Contraindications— The Shockwave C2 and C2+ Coronary IVL System is contraindicated for the following: This device is not intended for stent delivery. This device is not intended for use in carotid or cerebrovascular arteries.

Warnings— Use the IVL Generator in accordance with recommended settings as stated in the Operator’s Manual. The risk of a dissection or perforation is increased in severely calcified lesions undergoing percutaneous treatment, including IVL. Appropriate provisional interventions should be readily available. Balloon loss of pressure was associated with a numerical increase in dissection which was not statistically significant and was not associated with MACE. Analysis indicates calcium length is a predictor of dissection and balloon loss of pressure. IVL generates mechanical pulses which may cause atrial or ventricular capture in bradycardic patients. In patients with implantable pacemakers and defibrillators, the asynchronous capture may interact with the sensing capabilities. Monitoring of the electrocardiographic rhythm and continuous arterial pressure during IVL treatment is required. In the event of clinically significant hemodynamic effects, temporarily cease delivery of IVL therapy.

Precautions— Only to be used by physicians trained in angiography and intravascular coronary procedures. Use only the recommended balloon inflation medium. Hydrophilic coating to be wet only with normal saline or water and care must be taken with sharp objects to avoid damage to the hydrophilic coating. Appropriate anticoagulant therapy should be administered by the physician. Precaution should be taken when treating patients with previous stenting within 5mm of target lesion.

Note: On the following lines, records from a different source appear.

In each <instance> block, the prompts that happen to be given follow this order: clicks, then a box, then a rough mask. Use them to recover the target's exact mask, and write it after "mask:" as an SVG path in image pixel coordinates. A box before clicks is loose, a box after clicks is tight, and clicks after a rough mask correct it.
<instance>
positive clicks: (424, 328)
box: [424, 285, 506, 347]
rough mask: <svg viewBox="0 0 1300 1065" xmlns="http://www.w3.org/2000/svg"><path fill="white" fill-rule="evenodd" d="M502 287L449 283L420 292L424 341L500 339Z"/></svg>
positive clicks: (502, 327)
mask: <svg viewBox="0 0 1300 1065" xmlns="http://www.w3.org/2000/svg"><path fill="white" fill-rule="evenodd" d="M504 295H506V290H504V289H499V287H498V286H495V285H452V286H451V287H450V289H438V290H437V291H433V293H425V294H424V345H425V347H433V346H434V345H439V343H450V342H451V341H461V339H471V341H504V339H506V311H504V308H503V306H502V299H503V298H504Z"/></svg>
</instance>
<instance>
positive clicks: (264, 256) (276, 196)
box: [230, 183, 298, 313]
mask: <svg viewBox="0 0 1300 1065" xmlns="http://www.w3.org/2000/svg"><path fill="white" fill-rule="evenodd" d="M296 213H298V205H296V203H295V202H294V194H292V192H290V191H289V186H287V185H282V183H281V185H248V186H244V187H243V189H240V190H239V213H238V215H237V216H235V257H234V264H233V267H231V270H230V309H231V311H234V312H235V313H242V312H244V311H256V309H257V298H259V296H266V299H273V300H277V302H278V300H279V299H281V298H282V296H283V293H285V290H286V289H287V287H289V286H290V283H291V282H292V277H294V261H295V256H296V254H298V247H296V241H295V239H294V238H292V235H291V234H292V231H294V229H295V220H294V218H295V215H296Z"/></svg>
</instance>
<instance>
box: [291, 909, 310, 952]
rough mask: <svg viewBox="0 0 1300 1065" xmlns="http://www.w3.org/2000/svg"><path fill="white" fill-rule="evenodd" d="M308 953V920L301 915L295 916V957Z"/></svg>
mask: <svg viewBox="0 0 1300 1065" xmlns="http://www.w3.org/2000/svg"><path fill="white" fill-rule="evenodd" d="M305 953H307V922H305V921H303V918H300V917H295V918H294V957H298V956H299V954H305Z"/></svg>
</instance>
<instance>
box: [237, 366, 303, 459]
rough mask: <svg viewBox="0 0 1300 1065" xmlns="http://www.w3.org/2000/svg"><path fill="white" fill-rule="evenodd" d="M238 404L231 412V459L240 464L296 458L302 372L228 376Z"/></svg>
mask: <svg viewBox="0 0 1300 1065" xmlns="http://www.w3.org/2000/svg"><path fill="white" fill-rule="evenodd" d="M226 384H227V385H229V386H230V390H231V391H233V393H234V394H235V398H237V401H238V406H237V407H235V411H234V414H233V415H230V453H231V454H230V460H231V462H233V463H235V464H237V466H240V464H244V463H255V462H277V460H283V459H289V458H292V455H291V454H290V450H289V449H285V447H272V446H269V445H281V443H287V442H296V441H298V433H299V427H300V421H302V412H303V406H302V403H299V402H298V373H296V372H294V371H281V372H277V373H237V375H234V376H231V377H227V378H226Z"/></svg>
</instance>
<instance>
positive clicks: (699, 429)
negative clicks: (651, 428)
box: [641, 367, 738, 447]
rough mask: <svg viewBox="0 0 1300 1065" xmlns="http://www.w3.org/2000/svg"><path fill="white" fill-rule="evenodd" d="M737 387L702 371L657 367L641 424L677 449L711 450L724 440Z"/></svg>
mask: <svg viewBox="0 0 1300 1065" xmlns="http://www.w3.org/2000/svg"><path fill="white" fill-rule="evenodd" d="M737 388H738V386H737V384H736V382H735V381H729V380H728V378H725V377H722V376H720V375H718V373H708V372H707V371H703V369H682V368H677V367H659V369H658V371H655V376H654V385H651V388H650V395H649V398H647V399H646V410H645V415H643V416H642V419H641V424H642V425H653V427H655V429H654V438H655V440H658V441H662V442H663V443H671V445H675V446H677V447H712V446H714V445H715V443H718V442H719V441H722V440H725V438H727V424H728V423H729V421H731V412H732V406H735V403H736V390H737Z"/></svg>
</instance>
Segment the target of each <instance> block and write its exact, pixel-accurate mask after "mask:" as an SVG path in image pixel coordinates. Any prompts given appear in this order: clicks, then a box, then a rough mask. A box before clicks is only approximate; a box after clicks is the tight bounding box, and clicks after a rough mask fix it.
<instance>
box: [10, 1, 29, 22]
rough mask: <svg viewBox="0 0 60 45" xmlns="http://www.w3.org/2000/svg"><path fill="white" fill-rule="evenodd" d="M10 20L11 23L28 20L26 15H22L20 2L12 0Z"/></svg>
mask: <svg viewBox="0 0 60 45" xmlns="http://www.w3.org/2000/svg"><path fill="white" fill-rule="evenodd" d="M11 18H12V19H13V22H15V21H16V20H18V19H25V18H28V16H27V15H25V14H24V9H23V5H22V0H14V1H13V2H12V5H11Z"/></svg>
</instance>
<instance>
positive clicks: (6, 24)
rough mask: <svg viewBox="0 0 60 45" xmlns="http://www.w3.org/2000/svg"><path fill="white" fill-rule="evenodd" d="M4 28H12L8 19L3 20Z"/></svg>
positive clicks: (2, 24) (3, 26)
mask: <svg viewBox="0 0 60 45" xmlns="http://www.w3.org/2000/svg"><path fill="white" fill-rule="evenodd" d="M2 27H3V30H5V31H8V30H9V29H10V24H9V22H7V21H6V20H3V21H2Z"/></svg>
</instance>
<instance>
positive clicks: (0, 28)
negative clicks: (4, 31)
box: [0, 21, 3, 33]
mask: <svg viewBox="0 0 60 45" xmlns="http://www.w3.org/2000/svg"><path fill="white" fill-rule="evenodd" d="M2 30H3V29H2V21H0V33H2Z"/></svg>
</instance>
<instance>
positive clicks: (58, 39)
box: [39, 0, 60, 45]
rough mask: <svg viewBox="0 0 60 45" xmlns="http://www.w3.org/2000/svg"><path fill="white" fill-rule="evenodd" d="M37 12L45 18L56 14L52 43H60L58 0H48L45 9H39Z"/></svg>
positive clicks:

Potential adverse effects consistent with standard based cardiac interventions include– Abrupt vessel closure – Allergic reaction to contrast medium, anticoagulant and/or antithrombotic therapy-Aneurysm-Arrhythmia-Arteriovenous fistula-Bleeding complications-Cardiac tamponade or pericardial effusion-Cardiopulmonary arrest-Cerebrovascular accident (CVA)-Coronary artery/vessel occlusion, perforation, rupture or dissection-Coronary artery spasm-Death-Emboli (air, tissue, thrombus or atherosclerotic emboli)-Emergency or nonemergency coronary artery bypass surgery-Emergency or nonemergency percutaneous coronary intervention-Entry site complications-Fracture of the guide wire or failure/malfunction of any component of the device that may or may not lead to device embolism, dissection, serious injury or surgical intervention-Hematoma at the vascular access site(s)- Hemorrhage-Hypertension/Hypotension-Infection/sepsis/fever-Myocardial Infarction-Myocardial Ischemia or unstable angina-Pain-Peripheral Ischemia-Pseudoaneurysm-Renal failure/insufficiency-Restenosis of the treated coronary artery leading to revascularization-Shock/pulmonary edema-Slow flow, no reflow, or abrupt closure of coronary artery-Stroke Thrombus-Vessel closure, abrupt-Vessel injury requiring surgical repair-Vessel dissection, perforation, rupture, or spasm.

Risks identified as related to the device and its use: Allergic/immunologic reaction to the catheter material(s) or coating-Device malfunction, failure, or balloon loss of pressure leading to device embolism, dissection, serious injury or surgical intervention-Atrial or ventricular extrasystole-Atrial or ventricular capture.